My view of identity is something like the idea of genetic relatedness. If someone made an atom level copy of you, that’d be the same person pretty much right? Because it shares the same beliefs, desires and view point on the world. But most humans share some beliefs and desires. From my point of view, that you share some interest or way of thinking with me, makes you a bit of me and vice versa, not a large amount but some. We are identity kin as well as all sharing lots of the same genetic code (as we do with animals). So even if I die parts of me are in everyone even if not as obvious as they are with my friends. We are all mental descendants of Newton and Einstein and share that heritage. Not all things about humanity (or about me) are to be cherished, so I do not preach universal love and peace. But wiping out humanity would remove all of those spread out bits of me.
Making self-sacrifice easier is the fact I’m not sure that me surviving as a post human will preserve much of my current identity. In some way I hope it doesn’t as I am not psychologically ready for grown up (on the cosmic scale) choices but I wish to be. In other ways I am afraid that things of value will be lost that don’t need to be. But from any view I don’t think it matters that much who will become the grown ups. So my own personal continuity through the ages does not seem as important as the survival.
I think my friends would also share the same word less emotion to save humanity, but not the odd wordy view of identity I have.

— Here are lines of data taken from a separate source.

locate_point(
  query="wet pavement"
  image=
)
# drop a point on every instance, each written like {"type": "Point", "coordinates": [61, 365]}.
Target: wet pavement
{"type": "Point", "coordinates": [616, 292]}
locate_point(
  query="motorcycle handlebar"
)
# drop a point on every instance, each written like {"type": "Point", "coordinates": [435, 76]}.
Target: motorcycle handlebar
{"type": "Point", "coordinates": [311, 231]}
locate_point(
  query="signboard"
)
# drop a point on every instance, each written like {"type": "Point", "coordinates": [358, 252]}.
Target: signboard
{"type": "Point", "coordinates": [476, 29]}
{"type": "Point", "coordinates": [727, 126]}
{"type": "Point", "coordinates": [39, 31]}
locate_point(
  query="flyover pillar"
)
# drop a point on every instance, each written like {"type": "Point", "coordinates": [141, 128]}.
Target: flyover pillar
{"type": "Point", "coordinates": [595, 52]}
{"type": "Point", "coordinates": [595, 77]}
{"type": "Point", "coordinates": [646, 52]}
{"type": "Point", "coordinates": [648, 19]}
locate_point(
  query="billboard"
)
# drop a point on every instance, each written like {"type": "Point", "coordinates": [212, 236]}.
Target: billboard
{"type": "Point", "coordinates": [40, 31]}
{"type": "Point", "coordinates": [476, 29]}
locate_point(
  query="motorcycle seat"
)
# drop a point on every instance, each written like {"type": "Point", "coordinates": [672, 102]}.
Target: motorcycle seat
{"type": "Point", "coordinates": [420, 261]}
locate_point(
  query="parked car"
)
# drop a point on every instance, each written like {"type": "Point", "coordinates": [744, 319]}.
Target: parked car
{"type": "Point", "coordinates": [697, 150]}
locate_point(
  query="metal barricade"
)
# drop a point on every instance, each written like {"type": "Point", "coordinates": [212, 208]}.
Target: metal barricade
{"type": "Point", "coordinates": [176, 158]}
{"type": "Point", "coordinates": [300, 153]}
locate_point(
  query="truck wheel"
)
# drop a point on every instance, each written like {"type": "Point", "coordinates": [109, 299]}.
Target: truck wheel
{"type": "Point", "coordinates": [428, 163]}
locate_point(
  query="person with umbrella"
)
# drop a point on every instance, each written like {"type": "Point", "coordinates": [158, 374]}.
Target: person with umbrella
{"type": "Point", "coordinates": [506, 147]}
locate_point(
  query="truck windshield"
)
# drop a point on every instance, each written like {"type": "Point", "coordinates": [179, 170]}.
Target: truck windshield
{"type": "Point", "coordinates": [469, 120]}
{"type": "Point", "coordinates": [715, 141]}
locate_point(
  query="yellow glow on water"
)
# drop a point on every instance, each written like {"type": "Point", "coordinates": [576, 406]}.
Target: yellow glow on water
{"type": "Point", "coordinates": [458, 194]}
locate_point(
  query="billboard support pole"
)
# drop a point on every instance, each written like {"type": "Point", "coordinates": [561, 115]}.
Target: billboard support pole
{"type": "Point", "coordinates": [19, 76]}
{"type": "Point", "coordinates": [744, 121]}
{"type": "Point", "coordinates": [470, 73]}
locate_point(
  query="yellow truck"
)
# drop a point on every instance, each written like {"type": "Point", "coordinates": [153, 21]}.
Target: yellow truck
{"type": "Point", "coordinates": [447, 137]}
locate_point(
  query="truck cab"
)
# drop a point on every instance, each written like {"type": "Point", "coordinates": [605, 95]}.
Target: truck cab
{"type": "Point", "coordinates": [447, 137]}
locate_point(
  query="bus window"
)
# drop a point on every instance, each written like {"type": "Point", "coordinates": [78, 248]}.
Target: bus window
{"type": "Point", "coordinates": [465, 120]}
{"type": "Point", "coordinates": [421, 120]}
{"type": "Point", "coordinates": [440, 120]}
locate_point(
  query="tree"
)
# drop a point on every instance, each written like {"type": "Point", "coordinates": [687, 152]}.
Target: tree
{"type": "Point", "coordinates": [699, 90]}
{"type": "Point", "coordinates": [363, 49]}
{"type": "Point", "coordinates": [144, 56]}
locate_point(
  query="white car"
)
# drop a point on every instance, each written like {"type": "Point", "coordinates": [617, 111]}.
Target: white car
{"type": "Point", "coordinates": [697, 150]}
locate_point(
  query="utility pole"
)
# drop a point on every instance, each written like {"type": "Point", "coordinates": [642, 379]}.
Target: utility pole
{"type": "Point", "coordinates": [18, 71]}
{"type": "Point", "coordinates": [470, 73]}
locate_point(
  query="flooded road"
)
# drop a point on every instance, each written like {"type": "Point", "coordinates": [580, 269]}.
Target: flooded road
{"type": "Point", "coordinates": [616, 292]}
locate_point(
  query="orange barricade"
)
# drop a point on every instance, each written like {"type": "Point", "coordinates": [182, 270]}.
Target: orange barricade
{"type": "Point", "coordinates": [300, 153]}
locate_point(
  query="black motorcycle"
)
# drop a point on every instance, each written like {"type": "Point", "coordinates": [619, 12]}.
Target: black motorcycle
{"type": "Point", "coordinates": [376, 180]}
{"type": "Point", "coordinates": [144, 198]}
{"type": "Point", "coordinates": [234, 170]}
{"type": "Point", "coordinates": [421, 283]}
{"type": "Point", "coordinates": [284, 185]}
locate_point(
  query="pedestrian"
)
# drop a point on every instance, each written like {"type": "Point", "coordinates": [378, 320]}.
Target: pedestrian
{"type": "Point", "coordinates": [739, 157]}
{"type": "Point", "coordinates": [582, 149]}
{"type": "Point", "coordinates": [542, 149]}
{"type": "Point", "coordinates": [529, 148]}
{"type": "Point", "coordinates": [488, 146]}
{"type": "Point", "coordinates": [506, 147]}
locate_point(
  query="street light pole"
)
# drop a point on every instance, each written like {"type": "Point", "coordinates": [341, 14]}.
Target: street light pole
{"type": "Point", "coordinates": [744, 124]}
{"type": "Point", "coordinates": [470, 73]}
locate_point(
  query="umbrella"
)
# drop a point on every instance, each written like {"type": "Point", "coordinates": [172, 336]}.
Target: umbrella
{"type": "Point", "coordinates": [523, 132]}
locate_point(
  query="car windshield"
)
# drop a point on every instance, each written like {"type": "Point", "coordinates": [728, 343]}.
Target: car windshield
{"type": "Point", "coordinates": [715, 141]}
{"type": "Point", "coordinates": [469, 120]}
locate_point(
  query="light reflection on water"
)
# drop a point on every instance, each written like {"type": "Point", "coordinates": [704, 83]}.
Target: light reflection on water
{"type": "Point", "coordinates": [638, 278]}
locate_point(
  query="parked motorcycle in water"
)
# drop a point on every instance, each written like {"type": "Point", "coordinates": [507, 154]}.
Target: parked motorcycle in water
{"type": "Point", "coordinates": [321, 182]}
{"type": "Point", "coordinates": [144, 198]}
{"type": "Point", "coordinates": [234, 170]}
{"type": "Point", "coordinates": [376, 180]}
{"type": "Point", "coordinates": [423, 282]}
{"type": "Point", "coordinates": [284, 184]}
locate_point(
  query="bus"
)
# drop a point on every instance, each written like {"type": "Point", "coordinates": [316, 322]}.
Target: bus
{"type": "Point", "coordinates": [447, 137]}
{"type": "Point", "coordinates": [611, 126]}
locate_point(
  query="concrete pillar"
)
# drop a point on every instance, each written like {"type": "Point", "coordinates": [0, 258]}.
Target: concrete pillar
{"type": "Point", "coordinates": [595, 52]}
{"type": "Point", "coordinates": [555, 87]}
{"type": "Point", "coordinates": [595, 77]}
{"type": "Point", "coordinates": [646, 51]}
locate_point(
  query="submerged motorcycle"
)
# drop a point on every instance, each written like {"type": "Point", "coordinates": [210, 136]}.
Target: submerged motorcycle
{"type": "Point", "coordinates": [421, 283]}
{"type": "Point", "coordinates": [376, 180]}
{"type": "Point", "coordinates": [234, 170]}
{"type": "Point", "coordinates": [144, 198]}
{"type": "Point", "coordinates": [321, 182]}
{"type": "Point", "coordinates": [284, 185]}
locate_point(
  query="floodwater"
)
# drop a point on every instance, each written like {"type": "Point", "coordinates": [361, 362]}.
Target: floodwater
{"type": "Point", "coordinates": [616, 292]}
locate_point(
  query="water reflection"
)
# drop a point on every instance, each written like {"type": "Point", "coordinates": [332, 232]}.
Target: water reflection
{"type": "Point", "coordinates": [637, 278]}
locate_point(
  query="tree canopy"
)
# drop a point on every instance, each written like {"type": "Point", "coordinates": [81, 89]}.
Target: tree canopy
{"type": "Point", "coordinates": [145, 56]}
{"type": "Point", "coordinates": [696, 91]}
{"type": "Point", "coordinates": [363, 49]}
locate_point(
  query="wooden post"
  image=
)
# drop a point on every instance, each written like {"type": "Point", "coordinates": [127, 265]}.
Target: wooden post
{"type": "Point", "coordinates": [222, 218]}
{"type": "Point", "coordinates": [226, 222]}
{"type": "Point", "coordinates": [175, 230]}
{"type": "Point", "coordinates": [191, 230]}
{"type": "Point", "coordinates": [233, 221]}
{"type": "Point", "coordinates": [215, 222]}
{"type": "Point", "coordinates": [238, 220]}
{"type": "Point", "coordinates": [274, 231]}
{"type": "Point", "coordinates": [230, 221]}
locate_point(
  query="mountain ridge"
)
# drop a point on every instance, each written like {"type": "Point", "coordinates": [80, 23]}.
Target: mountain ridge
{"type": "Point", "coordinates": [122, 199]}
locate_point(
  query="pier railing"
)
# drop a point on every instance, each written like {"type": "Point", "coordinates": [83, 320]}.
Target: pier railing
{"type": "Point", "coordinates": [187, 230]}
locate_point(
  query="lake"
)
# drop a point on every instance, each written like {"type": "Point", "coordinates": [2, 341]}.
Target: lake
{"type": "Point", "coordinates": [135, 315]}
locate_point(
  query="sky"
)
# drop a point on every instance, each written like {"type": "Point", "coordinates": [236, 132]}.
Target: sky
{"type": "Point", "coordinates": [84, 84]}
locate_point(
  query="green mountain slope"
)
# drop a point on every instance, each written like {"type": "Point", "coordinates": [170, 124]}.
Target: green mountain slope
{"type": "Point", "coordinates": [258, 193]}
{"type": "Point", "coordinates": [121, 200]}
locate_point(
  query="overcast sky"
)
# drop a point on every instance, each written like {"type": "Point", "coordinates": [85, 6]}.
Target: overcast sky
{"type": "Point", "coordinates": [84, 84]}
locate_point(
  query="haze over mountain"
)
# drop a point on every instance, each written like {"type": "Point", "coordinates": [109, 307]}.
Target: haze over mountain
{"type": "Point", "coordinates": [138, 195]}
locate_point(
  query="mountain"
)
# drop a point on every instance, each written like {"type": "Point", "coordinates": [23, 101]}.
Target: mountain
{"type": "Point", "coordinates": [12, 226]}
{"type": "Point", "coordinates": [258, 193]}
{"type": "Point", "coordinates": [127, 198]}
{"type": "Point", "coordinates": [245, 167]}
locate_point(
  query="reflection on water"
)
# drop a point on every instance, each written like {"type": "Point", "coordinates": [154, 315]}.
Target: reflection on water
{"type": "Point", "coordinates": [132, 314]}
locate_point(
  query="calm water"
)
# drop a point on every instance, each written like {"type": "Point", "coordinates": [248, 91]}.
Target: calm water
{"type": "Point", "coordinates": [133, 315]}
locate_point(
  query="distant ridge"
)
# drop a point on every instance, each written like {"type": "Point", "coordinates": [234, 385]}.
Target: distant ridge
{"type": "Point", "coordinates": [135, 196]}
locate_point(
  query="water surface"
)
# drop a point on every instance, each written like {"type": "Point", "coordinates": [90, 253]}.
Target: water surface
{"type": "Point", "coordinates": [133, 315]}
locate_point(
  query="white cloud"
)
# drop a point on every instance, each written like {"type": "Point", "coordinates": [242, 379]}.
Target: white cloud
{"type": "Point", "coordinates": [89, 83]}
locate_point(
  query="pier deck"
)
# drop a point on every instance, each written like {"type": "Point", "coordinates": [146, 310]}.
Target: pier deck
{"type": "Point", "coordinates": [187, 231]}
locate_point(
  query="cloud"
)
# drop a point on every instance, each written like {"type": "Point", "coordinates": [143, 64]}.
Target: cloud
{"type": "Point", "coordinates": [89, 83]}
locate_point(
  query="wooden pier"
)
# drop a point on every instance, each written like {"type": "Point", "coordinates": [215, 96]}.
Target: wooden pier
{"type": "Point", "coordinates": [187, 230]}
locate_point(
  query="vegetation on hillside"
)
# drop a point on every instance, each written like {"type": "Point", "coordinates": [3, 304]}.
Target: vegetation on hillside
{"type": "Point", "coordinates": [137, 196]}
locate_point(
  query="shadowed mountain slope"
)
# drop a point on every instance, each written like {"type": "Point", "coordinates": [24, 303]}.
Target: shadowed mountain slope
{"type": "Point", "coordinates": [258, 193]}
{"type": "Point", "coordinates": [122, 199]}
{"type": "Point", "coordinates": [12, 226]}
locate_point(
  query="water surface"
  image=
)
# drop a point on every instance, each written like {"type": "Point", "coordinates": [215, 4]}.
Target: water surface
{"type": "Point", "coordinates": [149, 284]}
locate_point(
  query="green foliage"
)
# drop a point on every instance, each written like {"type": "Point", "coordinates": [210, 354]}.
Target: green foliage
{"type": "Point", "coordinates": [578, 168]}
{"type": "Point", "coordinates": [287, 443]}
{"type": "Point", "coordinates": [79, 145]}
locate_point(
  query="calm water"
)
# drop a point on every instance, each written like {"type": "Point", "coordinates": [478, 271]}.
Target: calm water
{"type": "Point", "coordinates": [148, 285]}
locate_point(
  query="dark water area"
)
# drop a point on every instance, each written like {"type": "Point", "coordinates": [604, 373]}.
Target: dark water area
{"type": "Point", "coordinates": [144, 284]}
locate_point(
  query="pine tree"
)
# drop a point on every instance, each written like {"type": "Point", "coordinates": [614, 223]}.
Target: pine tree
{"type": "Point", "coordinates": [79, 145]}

There are two relevant differences between this and wanting to prevent the extinction of humankind. One is, as I told Jack, that emotions only work for small amounts of people you can see and interact with personally; you can’t really feel the same kind of emotions about humanity.
The other is people have all kinds of irrational, suboptimal, bug-ridden heuristics for taking personal risks; for instance the firefighter might be confident in his ability to survive the fire, even though a lot of the danger doesn’t depend on his actions at all. That’s why I prefer to talk about incurring a certain penalty, like killing one guy to save another, rather than taking a risk.
I understand this as a useful rational model, but I confess I can’t identify with this way of thinking at all on an emotional level.
What importance do you attach to actually being you (the subjective thread of experience)? Would you sacrifice your life to save the lives of two atomically precise copies of you that were created a minute ago? If not two, how many? In fact, how could you decide on a precise number?
Personal continuity, in the sense of subjective experience, matters very much to me. In fact it probably matters more than the rest of the universe put together.
If Omega offered me great riches and power—or designing a FAI singleton correctly, or anything I wanted—at the price of losing my subjective experience in some way (which I define to be much the same as death, on a personal level) - then I would say no. How about you?